Full automation: phaser.MRage

The separate MRage program (which uses Phaser as its core) can automatically discover and prepare search models, and search in parallel on a multi-core workstation or cluster. A separate tutorial is available on the Phaser home page.

Single-component searches

For homogeneous structures where only one component needs to be placed, a streamlined interface is available. The tutorial data for this example is the A2U-globulin structure, which includes one each of data, PDB, and sequence files.

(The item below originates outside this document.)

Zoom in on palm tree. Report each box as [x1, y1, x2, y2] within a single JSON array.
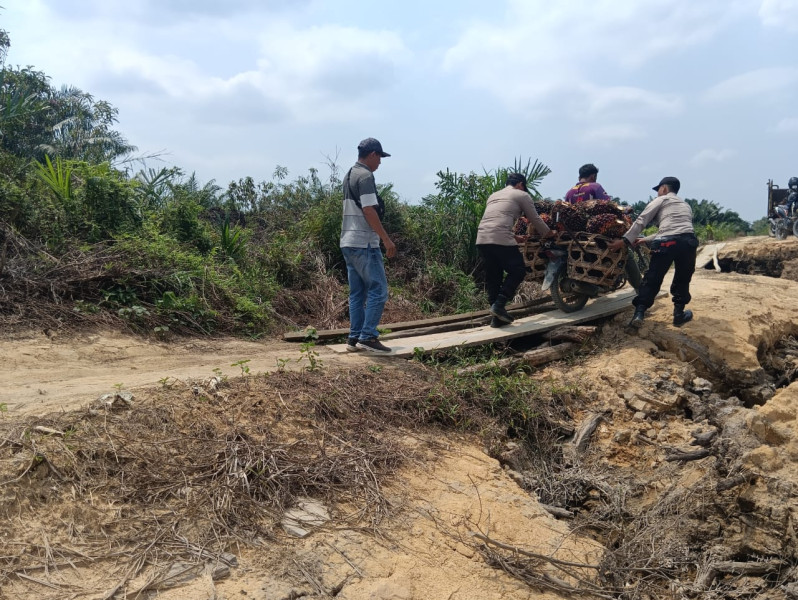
[[38, 85, 136, 163]]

In this interface, it is assumed that multiple PDB files are part of a single ensemble; if you instead want to try multiple equally likely ensembles and let Phaser pick the best one, use the advanced interface (described below).

Start the GUI by clicking "Phaser-MR (simple one-component interface)", the second item in the list under "Molecular replacement." This interface has a single input field for all file types, and on most operating systems you can simply drag the three files from the project folder into the input field. Alternatively, click "Add file" to open a file dialog.

The symmetry information and labels list will automatically be populated when the reflections are loaded; you do not need to change the defaults. You must enter either the sequence identity or RMSD for each model in the ensemble; in this case an RMSD of 1.0 is appropriate for the single model used. If you have no specific idea of the accuracy of the model, it is best to simply provide the sequence identity to the target and let Phaser provide the corresponding RMSD. Because we already entered a sequence, no molecular weight is required, but the value for "Component copies" should be set to 4.

The next tab contains basic search options; you should change "Number of copies to search for" to 4. (While it may seem inefficient to specify the number of component copies and the number of search copies separately, this would allow us to search for a tetramer, while still only supplying the sequence of one chain.)

Usually it is best not to specify a resolution limit. Phaser chooses a resolution limit based on the particular problem (accuracy and completeness of the model, number of reflections). If the problem is expected to be straightforward, the resolution will automatically be limited to reduce runtime while preserving an excellent chance of solving the structure on the first pass.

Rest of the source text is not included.